When networking, one of the pleasures I get is learning from the experiences and stories of others more experienced than me.
Last month, I attended a networking seminar jointly hosted by Merseyside Young Professionals (MYP) and the Chartered Institute of Securities & Investments (CISI). Held in the lavish surroundings of Signature Living’s 30 James Street hotel, this was hosted by Dougal Paver of Merrion Strategy, regarded as one of the most networked people in Liverpool. I have heard several great testimonials about Dougal’s networking skills, so I was looking forward to learning from a master.
From start to finish, Dougal delivered a first-class tour-de force seminar. Drawing on his vast experience with humour and wisdom, I was taken by the scope and breadth of Dougal’s networking knowledge, especially on the technical aspects, some of which I had never known previously. As a result, I not only found myself listening with great interest, but I also mentally related Dougal’s knowledge and understanding of networking to my own.
Along with consolidating my own knowledge, there were other useful techniques that I learned. Some of these were completely unique to me, as I had never thought about them, when attending past events and seminars.

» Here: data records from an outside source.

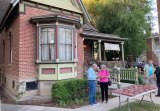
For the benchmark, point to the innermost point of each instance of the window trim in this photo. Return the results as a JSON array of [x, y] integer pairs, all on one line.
[[39, 42], [10, 36], [72, 29], [56, 28]]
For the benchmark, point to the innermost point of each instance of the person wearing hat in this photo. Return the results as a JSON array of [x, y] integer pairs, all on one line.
[[157, 78]]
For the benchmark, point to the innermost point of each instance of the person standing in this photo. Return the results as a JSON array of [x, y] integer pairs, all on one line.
[[148, 73], [157, 77], [92, 77], [104, 78]]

These techniques included the following bellow:
- As the world changes you need to stay relevant, which is where networking helps.
- Small talk works as it helps to find common ground.

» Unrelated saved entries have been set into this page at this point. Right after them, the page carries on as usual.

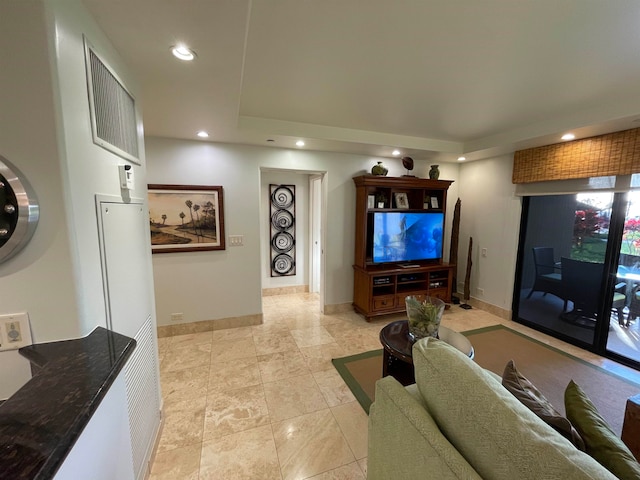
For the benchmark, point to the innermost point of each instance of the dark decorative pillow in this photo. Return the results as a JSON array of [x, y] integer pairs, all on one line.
[[601, 442], [531, 397]]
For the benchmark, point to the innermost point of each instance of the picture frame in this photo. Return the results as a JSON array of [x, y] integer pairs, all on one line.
[[186, 218], [402, 201]]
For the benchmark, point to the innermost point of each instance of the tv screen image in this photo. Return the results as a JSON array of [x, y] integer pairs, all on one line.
[[407, 236]]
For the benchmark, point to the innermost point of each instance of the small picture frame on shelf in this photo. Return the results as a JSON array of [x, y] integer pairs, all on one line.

- Pay attention to what’s happening out there.
- Read the Economist and subscribe to your client’s trade magazines, and your industry’s newsletters.
- Networking won’t always deliver business, as it is about delivering long-term relationships, based on mutual trust and respect.
- Never dominate others, so remember to back off!
- Keep your social media activity professional.
- Plan what you can add to an event.
- Ask for the guest list.
- Evaluate what you got from an event and plan for the next.
- In theory, 150 is the maximum number of people you can maintain a relationship with.
- Demonstrate your capability and worth over time.
- Be reliable and always remember to follow-up.
- Your existing network must be nurtured with care.
- Remember to show your gratitude by saying thank you.
Dougal also explained about a key aspect of building and sustaining relationships. These include sending relevant articles, reports, and white papers, along with introducing clients to people who may help them, as well as inviting them to events. Another method to build relationships is to promote the work of your clients, e.g. blogs, articles and their businesses. Whilst I have applied some of the above, I have not always been consistent, meaning this is an area of personal development that I will need to address.
Overall I was very impressed with Dougal’s presentation of a true networking masterclass. From sharing his knowledge and experience, I was completely mesmerised by his performance, content delivery, humour and storytelling, which captured my attention throughout. In fact, I was so spellbound that I came out the seminar afterwards, feeling I had learned from a master networker. Such an experience is always a sign of a fine speaker, which is high praise indeed!
I would like to thank Dougal for presenting a magnificent seminar, MYP and CISI for organising a first-class opportunity for myself and everyone, and to the staff of 30 James Street for their hospitality. To conclude, I would like to end on the following point that encapsulates what networking is about.
Networking is what you make of who you know, and what use you let them make of you!